Possible bug in handling of an app crash during sync

I’ve got something weird with the sync engine when there is an app crash.
It’s been around for a long time, but was rare enough that I ignored it.
It turns out this happens most of the time if the app crashes during startup.

Environmental Details:

  • Client: MacOS Ventura 13.5
  • Language/Framework: C#, .Net Core 7
  • CB Lib: Couchbase.Lite 3.1.1, Couchbase.Lite.Support.NetDesktop 3.1.1

How to reproduce:

  • Have a cb database with an account with a reasonable amount of data (in my case 94 MB with 260 documents). I can reproduce this with less - it just needs to be enough to take time to sync.
  • Start up my app on a machine. First time run so there is no local db.
  • Collect login credentials.
  • Local DB is created. The sync engine starts. I can see syncing start, and data begins to arrive.
  • Kill the app (using kill -9 or in the debugger).

Now restart the app.

  • Collect login credentials
  • The sync engine starts.
  • The sync engine pulls no data, it sends a SyncUpdate message of “Idle”.

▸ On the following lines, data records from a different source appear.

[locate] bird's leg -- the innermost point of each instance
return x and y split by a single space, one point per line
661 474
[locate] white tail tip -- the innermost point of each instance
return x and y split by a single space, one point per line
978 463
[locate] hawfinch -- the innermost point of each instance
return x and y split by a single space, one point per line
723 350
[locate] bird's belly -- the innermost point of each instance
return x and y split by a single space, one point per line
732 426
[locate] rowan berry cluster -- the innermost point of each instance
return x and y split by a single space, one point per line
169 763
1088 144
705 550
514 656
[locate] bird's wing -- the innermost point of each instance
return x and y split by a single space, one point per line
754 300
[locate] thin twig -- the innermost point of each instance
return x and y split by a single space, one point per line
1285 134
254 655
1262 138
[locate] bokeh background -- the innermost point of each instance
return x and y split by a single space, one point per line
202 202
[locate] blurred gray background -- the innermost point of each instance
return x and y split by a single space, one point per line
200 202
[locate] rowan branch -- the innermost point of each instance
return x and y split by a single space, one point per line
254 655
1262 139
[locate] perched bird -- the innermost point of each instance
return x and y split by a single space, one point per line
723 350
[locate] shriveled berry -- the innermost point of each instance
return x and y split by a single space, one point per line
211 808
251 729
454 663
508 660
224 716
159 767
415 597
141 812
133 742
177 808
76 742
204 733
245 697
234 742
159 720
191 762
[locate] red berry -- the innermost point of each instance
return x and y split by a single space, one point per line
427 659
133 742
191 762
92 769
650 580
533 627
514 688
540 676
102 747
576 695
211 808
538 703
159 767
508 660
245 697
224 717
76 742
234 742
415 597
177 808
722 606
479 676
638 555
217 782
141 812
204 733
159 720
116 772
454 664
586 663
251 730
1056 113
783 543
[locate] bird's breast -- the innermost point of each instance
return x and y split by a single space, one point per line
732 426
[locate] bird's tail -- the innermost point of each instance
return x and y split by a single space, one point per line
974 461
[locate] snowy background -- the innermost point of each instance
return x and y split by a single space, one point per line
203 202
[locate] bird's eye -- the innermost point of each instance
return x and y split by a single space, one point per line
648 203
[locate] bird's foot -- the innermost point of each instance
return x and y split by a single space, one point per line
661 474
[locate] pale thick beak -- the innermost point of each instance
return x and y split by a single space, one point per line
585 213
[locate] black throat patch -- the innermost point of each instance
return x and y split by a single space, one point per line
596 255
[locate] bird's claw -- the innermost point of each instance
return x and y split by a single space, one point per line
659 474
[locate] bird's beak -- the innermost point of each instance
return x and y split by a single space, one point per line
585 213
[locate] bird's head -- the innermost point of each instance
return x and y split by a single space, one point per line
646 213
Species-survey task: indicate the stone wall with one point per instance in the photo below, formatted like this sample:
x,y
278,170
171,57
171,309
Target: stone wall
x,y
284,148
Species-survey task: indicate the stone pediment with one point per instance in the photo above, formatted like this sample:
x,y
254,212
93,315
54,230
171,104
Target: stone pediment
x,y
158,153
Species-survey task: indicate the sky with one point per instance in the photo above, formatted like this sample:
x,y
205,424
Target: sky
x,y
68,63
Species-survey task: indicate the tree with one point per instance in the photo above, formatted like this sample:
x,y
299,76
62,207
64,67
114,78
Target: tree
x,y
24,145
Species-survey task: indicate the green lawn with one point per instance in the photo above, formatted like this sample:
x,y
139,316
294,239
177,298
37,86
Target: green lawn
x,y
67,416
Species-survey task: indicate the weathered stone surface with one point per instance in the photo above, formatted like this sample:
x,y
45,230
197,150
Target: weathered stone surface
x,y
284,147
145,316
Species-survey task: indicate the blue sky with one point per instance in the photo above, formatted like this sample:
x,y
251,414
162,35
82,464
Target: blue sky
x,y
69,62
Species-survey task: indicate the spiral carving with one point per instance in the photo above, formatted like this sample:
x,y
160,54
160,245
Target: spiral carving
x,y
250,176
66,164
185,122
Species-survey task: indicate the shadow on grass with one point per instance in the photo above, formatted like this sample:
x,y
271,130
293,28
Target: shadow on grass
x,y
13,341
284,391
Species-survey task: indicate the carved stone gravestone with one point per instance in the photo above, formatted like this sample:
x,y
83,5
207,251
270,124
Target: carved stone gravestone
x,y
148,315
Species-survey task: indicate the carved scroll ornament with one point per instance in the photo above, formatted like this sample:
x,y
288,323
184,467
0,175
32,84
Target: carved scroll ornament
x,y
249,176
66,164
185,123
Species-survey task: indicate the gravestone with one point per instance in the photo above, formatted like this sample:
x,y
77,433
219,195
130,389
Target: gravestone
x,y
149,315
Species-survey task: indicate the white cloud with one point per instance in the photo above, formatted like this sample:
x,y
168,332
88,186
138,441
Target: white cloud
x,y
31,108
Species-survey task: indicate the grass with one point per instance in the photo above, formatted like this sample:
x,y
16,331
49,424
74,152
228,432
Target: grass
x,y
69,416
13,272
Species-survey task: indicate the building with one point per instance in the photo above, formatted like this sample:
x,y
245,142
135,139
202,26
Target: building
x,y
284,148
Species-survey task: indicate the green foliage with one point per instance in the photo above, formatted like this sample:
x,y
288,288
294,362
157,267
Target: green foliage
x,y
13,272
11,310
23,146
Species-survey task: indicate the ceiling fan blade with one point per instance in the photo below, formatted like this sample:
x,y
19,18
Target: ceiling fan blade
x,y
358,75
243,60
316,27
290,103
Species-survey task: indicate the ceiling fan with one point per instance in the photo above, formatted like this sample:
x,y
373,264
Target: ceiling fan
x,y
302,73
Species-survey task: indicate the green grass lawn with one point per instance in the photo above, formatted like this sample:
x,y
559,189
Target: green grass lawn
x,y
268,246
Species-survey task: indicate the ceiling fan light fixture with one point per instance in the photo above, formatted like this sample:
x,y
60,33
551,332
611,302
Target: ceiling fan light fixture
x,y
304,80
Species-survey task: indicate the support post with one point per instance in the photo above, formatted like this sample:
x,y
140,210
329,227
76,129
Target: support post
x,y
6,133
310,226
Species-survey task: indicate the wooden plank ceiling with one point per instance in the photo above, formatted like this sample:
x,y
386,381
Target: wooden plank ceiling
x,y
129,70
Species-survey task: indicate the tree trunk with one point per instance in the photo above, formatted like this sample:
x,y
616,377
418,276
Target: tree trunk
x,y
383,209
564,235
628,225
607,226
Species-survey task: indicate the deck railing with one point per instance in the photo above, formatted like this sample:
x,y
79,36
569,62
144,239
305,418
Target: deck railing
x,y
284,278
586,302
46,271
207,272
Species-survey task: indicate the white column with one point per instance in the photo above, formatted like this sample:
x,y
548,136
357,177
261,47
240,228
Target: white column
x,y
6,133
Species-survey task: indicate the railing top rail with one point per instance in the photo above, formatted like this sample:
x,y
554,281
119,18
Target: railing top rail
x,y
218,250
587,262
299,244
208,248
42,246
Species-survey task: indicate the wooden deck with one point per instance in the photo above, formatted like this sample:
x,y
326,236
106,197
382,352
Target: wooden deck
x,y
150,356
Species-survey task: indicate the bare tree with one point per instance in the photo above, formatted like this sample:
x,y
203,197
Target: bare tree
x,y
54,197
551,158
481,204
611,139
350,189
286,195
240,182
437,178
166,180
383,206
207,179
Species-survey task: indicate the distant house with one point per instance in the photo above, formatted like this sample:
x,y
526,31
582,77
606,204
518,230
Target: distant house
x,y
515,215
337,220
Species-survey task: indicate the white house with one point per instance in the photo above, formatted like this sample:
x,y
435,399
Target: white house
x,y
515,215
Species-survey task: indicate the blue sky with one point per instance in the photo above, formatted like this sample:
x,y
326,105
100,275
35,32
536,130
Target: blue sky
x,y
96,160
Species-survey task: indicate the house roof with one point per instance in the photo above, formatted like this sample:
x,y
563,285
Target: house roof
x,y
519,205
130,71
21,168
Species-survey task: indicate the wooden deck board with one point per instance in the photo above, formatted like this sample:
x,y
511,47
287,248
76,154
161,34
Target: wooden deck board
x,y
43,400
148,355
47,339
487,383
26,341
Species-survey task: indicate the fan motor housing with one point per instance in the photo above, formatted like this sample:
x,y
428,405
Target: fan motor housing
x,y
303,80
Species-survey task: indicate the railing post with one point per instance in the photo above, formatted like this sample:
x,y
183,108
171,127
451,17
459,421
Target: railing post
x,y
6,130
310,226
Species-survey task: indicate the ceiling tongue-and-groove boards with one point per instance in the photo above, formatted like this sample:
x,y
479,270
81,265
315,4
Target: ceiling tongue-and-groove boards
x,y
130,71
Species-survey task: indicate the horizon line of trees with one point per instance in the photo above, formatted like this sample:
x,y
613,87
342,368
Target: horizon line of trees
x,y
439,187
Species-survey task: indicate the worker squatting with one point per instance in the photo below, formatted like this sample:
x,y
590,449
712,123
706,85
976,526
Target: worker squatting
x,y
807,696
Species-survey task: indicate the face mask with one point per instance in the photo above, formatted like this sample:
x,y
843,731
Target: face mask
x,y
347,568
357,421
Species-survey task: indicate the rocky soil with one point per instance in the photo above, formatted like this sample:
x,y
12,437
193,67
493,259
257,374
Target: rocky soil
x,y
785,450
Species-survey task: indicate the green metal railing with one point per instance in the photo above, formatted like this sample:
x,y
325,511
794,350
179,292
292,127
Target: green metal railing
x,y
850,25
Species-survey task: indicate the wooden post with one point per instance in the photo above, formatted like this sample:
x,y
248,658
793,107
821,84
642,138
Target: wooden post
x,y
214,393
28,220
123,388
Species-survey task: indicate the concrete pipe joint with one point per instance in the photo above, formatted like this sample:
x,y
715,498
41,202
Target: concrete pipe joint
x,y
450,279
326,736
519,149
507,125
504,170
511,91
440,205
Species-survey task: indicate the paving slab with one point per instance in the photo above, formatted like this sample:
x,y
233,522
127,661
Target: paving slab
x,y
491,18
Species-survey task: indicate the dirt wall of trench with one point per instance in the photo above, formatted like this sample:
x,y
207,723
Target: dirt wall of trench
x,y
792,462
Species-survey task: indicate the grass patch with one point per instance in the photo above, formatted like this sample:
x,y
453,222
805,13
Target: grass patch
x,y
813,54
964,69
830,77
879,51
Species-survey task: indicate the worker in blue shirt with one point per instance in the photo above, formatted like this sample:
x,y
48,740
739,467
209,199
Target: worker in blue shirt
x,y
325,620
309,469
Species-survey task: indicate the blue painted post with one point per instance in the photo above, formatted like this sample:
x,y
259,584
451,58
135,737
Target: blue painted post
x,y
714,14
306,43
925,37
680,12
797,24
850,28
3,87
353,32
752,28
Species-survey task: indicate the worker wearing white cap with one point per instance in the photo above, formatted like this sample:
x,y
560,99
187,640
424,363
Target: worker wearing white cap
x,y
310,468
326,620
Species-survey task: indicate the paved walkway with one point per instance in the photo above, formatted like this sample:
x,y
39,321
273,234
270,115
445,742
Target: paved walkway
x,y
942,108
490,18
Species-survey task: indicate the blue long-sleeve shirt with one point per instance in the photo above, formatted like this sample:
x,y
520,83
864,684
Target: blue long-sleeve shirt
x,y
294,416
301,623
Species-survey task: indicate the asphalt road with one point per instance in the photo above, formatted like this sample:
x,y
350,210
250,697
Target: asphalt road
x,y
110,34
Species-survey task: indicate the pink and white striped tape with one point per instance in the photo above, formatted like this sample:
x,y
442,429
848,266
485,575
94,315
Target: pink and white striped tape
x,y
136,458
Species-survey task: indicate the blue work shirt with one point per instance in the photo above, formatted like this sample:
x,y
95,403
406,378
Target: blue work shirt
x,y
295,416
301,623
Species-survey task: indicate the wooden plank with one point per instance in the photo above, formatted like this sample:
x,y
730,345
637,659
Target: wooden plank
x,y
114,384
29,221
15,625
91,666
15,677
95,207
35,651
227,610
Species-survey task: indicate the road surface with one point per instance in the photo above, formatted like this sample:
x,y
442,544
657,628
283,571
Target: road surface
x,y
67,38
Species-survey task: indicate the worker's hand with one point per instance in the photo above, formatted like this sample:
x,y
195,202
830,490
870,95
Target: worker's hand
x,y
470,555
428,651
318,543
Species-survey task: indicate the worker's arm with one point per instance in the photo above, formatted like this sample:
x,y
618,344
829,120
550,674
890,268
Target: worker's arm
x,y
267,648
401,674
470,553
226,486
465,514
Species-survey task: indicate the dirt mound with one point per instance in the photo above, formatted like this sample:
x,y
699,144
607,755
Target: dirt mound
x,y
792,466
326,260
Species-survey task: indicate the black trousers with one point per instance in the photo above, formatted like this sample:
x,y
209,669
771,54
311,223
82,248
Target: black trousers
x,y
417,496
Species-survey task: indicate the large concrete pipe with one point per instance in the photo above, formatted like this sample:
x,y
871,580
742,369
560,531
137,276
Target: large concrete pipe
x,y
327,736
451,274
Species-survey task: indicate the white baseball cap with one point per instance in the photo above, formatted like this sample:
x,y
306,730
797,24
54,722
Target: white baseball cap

There seems to be no way to tell the difference between an incomplete sync and a normal complete sync, that is I don’t get any indication of the failure. Further the only way to fix this is to delete the local db and restart the sync from scratch. That is, restarting the app doesn’t fix this. Once it believes sync is complete, it is always complete.

Logging
I have been collecting DB logs using a class that implements ILogger. In my case, I just dump the log entries into nlog using a shameless copy of your sample code:

    class DBSyncLogger : Couchbase.Lite.Logging.ILogger
    {
        private static Logger log = LogManager.GetCurrentClassLogger();

        public Couchbase.Lite.Logging.LogLevel Level { get; set; }

        public void Reset()
        {
        }

        public void Log(Couchbase.Lite.Logging.LogLevel level, LogDomain domain, string message)
        {
            switch (level)
            {
                case Couchbase.Lite.Logging.LogLevel.Info:
                    log.Info(message);
                    break;
                case Couchbase.Lite.Logging.LogLevel.Error:
                    log.Error(message);
                    break;
                case Couchbase.Lite.Logging.LogLevel.Warning:
                    log.Warn(message);
                    break;
                case Couchbase.Lite.Logging.LogLevel.Debug:
                    log.Debug(message);
                    break;
                case Couchbase.Lite.Logging.LogLevel.Verbose:
                    log.Trace(message);
                    break;
            }
        }
    }

I start the logging using the following code:

#if ENABLEDBLOGGING
            Database.Log.Custom = new DBSyncLogger { Level = Couchbase.Lite.Logging.LogLevel.Warning };
            Database.Log.Console.Domains = LogDomain.All;
            Database.Log.Console.Level = Couchbase.Lite.Logging.LogLevel.Verbose;
#endif

I ran my app, killed it, then ran it again (as outlined above).
I have attached the output of the second run (with as much extraneous logging information removed). You can see the sync being started up, the replicator connecting to the remote end, it doing a few reads/writes and SyncUpdate messages (to my code), then it goes into idle state with hundreds of docs unsynced.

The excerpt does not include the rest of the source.